In recent months, a string of protests by common citizens of Hong Kong has not only created political tensions in the city, it has also hit business – especially those in the luxury segment.
The latest luxury brand in a string of such companies to report a hit to business because of the demonstrations and protests is the luxury brand Richemont. The Swiss brand that deals in offering luxury watches to customers, said that sale of its products has been hit hard because of the ongoing protests in Hong Kong – which is a crucial market for the brand.
The continued protests against a controversial law that China wants to impose there and one that has already been shelved by the Hong Kong authorities has forced retailers in the territory got to predict a very significant drop in their sales. Reports also suggested that the tourism sector was also being affected.
The protests have been ongoing since the last one month on the streets of Hong Kong and more demonstrations are predicted for the weekend.

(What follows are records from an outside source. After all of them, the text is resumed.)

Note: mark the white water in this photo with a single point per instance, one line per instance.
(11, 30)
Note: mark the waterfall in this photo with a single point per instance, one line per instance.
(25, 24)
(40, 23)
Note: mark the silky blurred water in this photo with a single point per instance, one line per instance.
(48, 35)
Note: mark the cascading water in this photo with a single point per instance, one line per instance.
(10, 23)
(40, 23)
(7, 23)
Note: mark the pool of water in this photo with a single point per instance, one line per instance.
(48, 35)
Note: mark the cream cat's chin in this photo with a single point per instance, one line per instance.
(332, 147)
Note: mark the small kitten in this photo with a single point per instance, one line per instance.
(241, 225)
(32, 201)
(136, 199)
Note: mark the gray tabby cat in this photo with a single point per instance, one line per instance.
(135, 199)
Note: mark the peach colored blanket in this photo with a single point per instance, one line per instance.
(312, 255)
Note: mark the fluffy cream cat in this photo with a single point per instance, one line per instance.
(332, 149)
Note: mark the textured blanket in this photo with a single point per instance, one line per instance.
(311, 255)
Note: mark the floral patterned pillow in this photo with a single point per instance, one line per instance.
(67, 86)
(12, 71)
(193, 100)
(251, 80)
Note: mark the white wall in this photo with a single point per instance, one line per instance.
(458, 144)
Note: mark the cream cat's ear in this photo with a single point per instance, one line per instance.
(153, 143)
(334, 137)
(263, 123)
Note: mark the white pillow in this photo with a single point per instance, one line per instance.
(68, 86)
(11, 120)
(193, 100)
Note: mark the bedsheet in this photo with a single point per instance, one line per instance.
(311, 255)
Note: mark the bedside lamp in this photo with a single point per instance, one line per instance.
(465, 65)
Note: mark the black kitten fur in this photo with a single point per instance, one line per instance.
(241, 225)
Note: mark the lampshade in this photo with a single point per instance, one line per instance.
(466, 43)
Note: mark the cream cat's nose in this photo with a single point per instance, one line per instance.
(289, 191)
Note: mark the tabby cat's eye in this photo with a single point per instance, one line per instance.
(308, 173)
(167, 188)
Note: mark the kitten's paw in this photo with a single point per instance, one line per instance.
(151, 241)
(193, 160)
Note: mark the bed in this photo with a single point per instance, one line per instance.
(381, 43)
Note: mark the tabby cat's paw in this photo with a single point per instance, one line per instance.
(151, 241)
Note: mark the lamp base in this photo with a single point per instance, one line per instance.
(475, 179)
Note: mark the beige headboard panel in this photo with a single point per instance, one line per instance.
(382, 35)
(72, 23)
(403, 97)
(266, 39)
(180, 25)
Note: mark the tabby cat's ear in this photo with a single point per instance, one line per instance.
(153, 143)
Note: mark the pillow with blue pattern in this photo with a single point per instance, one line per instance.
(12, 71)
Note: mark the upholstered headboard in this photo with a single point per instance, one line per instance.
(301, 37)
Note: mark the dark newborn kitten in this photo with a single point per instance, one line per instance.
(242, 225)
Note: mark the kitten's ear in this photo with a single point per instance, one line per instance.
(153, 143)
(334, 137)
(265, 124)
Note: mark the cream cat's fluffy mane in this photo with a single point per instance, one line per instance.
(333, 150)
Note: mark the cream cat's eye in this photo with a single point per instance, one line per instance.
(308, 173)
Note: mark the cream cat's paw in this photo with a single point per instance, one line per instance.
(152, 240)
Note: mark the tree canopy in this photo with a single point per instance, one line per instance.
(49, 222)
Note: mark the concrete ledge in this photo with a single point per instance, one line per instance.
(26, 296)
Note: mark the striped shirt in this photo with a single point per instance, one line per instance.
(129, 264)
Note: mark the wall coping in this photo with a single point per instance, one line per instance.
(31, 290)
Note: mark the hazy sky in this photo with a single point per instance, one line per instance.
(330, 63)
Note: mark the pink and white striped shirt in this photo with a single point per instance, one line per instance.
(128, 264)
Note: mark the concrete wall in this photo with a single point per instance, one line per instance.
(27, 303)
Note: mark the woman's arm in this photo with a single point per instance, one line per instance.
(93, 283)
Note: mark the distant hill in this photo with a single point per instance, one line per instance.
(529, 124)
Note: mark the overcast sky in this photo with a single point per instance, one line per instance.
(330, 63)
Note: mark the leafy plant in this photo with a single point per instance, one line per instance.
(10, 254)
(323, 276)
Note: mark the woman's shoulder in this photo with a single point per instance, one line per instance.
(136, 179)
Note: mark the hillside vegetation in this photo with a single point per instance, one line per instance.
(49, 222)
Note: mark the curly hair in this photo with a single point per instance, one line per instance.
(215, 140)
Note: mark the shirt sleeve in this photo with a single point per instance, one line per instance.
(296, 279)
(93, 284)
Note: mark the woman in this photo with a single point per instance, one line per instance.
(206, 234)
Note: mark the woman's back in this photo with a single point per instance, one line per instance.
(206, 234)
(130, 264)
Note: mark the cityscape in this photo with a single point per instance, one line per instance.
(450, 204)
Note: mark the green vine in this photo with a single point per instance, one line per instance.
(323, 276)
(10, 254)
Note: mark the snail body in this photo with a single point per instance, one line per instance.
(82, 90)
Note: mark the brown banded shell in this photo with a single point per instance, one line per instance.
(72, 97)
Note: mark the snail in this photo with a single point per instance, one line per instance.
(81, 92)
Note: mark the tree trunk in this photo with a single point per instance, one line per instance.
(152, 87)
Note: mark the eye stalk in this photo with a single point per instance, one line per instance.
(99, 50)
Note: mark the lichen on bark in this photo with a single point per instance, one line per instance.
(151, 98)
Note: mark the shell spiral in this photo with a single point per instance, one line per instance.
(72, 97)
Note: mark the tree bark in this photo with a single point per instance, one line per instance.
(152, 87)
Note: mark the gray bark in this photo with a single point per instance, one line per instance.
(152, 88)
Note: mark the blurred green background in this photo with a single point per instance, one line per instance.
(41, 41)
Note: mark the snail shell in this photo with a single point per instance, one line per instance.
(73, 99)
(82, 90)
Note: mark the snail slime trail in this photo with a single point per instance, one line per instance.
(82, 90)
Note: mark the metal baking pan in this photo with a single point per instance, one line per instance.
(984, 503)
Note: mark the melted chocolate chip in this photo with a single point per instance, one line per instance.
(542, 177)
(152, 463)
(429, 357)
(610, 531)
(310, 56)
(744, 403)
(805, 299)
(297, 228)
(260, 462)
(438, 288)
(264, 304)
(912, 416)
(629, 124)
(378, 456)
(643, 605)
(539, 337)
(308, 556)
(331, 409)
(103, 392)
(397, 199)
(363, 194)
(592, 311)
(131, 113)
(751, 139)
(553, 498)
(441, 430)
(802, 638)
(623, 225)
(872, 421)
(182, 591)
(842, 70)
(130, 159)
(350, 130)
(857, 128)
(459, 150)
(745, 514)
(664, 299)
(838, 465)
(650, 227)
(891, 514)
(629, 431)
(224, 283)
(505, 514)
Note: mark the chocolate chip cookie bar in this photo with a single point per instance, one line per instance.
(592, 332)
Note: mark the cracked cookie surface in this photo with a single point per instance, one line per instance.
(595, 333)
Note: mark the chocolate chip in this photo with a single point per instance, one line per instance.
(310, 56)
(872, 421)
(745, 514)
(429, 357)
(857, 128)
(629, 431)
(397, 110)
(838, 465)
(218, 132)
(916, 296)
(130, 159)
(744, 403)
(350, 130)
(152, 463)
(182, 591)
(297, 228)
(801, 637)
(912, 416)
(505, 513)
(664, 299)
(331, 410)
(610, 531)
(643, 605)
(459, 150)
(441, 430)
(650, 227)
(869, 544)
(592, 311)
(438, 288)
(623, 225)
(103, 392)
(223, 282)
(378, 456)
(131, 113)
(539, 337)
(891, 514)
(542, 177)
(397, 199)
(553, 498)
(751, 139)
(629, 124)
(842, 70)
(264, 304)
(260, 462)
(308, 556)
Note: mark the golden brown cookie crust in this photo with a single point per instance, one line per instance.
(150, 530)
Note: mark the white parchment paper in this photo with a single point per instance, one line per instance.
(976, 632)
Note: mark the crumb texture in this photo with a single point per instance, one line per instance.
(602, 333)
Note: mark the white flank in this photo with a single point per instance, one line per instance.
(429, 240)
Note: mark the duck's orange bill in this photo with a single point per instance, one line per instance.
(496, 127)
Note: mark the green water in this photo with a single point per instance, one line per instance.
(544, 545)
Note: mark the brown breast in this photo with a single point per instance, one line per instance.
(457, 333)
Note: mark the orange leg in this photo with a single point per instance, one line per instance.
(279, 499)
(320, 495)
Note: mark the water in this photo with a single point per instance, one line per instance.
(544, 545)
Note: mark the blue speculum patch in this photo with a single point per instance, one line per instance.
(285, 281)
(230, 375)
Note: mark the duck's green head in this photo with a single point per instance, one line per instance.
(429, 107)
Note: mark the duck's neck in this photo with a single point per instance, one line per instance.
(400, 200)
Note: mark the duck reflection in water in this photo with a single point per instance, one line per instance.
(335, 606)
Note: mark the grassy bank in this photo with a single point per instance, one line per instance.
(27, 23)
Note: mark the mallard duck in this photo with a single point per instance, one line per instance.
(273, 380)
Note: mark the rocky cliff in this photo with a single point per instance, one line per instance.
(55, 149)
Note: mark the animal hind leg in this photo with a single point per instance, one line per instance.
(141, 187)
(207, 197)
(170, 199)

Protesters have demanded the permanent shelving of the law that would allow extradition of people from the territory to mainland China for trials and investigations.
While shelving the law was the starting point of the latest round of demonstrations, protesters now demand broader demands for democratic reform over rising concerns that the freedom and democratic rights of the people of the territory are being eroded.
The importance of the city for luxury brands is because it is a hub for wealthy Asia shoppers and the demonstrations, that sometimes turned violent, have disrupted business in the city. There has been widespread trading disruption and forced the closure of many stores.
In the three months to June, barring Hong Kong, there was a rise in sale for Richemont, the company said in a statement on Thursday. In Hong Kong, sale of the company during the quarter was down because of the ongoing protests as well as the strength of the local dollar.
During the past month, most of the members of the Hong Kong Retail Management Association (HKRMA) reported a drop in sale, the body said earlier this week, while also forecasting the businesses would suffer more in the near future.
“The unexpected store closures due to the protests not only led to sales loss, but also directly affected retail staff’s take-home income, especially part-time staff and those paid on a commission basis,” the HKRMA said in a statement.
For retailers, the peak business season is July and August, but because of the continued and spreading the protests, “our members forecast a drop by double digit in the next months”, the group said.
Concerns over the situation have also been voiced by tourism operators.
According to reports quoting the Hong Kong Federation of Unions, compared to an average of 7,800 every month in the number of tour groups from mainland China at the beginning of the year, the number had dwindled down to 5,641 in June.